India ready to take its place at the global top table: UNSC President Amb Kamboj
United Nations: India is ready to take its place at the global top table as a country that is willing to bring solutions and contribute positively to the global agenda, India’s Permanent Representative to the UN Ruchira Kamboj has said.
India on Thursday assumed the monthly rotating Presidency of the Security Council, the second time after August 2021 that India is presiding over the 15-member Council during its two-year tenure as an elected UNSC member.
The country’s 2021-2022 term on the Council ends December 31, with Kamboj, India’s first woman Permanent Representative to the United Nations in New York sitting in the President’s seat at the powerful horseshoe table for the month.
“I’ll draw your attention to the last two years in particular because human memory is always short. So let’s begin with the immediate past,” Kamboj said in response to a question on support for India as it assumes the Presidency of both the UNSC and G20 on Thursday.
Kamboj said that in the last two years, as the world went through various crises, “India has always been there as a solution provider.
Referring to the COVID-19 pandemic, Kamboj said India supplied medicines, medical equipment, as well as sent medical teams to countries in need and supplied 240 million doses of vaccines to over 100 countries.
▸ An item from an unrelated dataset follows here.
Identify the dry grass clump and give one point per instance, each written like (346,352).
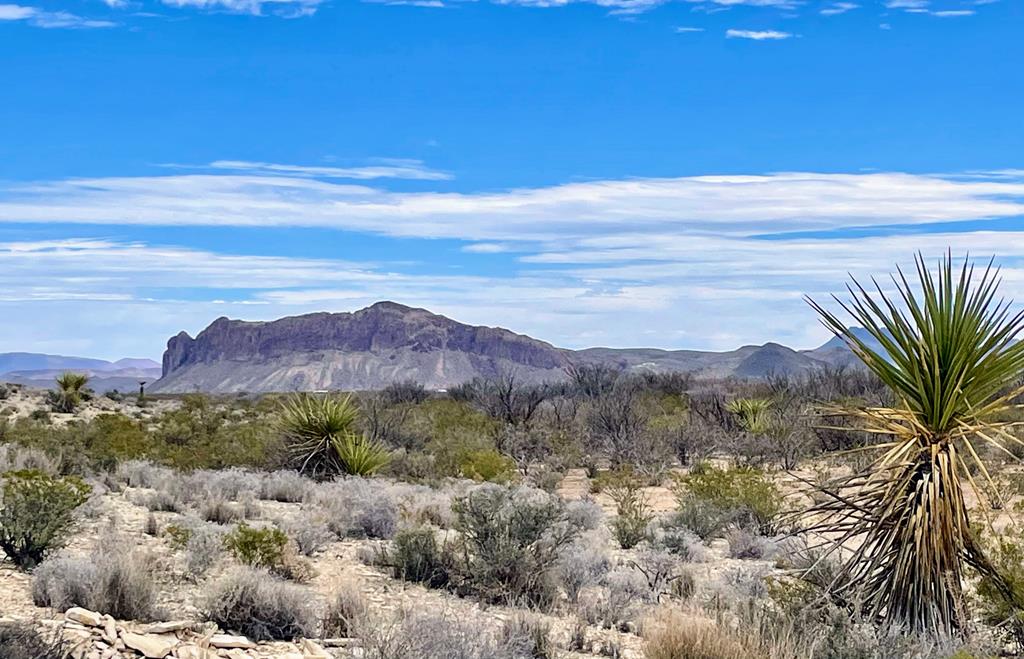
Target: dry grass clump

“We were there in response to humanitarian crises. So all of this and more points to the fact that India is ready to take its place at the global top table as a country that is willing to bring solutions to the table and to contribute positively to the global agenda,” she said.
In the last four months alone, we have supplied 1.4 million tons of humanitarian assistance to countries in need including Afghanistan, Myanmar, Sudan, Yemen, Sri Lanka and Ukraine, she said.
“We walk the talk and we have repeatedly emphasised that one of the central tenets of our foreign policy is human centric, people-centric and that will continue to be the case,” Kamboj said.
To a question on whether the UNSC reform is moving forward, Kamboj said, “I wish I could say yes, yes and yes, but I will definitely say that this is one of the most complex processes in the UN system. But there is a ray of hope.”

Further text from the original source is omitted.